Treatment for a person who is choking takes precedence over calling for emergency medical care.

Performing Abdominal Thrusts

The rescuer stands behind the person and encircles the person's abdomen with the arms. With one hand, the rescuer forms a fist and clasps the other hand around the fist. The rescuer places the hands halfway between the breastbone and navel and thrusts the hands inward and upward.

A strong cough often expels the object from the airway. A person with a strong cough should be allowed to continue coughing. A person who can speak normally usually still has a strong cough. If a person who is choking cannot cough, the rescuer should deliver abdominal thrusts (Heimlich maneuver), which increase pressure in the abdomen and chest and help expel the object.

If the person is conscious, the rescuer approaches from behind, using the arms to encircle the person's abdomen. The rescuer forms a fist. The thumb should be inside the fist, and the thumb side of the fist should point inward. The rescuer places the fist between the breastbone and the navel, toward the person. The other hand is placed firmly over the fisted hand. The hands are then thrust inward and upward forcefully, 5 times in succession. Less force should be used if the person is a child. Series of thrusts should be repeated until the object is expelled. If the person loses consciousness, the rescuer should stop the thrusts.

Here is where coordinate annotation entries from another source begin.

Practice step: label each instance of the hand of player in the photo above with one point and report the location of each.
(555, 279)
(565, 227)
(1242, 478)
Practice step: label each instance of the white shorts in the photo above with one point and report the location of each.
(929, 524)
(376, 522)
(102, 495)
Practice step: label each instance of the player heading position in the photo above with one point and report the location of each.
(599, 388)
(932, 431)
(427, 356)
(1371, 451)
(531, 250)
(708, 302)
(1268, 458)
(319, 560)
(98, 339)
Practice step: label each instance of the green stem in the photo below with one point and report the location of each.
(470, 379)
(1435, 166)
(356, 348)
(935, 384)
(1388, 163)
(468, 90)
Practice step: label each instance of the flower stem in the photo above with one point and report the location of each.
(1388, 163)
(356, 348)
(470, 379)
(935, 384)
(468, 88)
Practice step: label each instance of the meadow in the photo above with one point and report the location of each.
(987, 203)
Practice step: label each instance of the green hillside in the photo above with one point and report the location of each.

If the person loses consciousness, the rescuer looks in the mouth and throat for any visible objects that may be blocking the airway and, if any are present, removes them. If the person does not start breathing, the tongue may be blocking the airway. The rescuer then tilts the person's head back slightly and lifts the chin, moving the tongue and thus opening the airway. If the person is not breathing, mouth-to-mouth respiration can be given. Failure of the chest to rise indicates that the airway is still blocked (see see Cardiac Arrest : First-Aid Treatment).

Clearing a Blocked Airway in an Infant

The infant is held face down with the chest resting on the rescuer's forearm. Then, the rescuer strikes the infant's back between the shoulder blades.

The infant is turned face up with the head lower than the body. Then, the rescuer places the second and third fingers on the infant's breastbone and thrusts inward and upward.

For an infant, abdominal thrusts are not done. Instead, the infant is turned face down, the chest resting on the rescuer's forearm, with the head lower than the body. The rescuer then strikes the infant between the shoulder blades 5 times using the heel of the hand (back blows). The strikes should be firm but not hard enough to cause injury. The rescuer then checks the mouth, removing any visible objects. If the airway remains blocked, the rescuer turns the infant face up with the head down, and using the second and third fingers, thrusts inward and upward on the infant's breastbone 5 times (chest thrusts). The rescuer then checks the mouth again for any visible objects.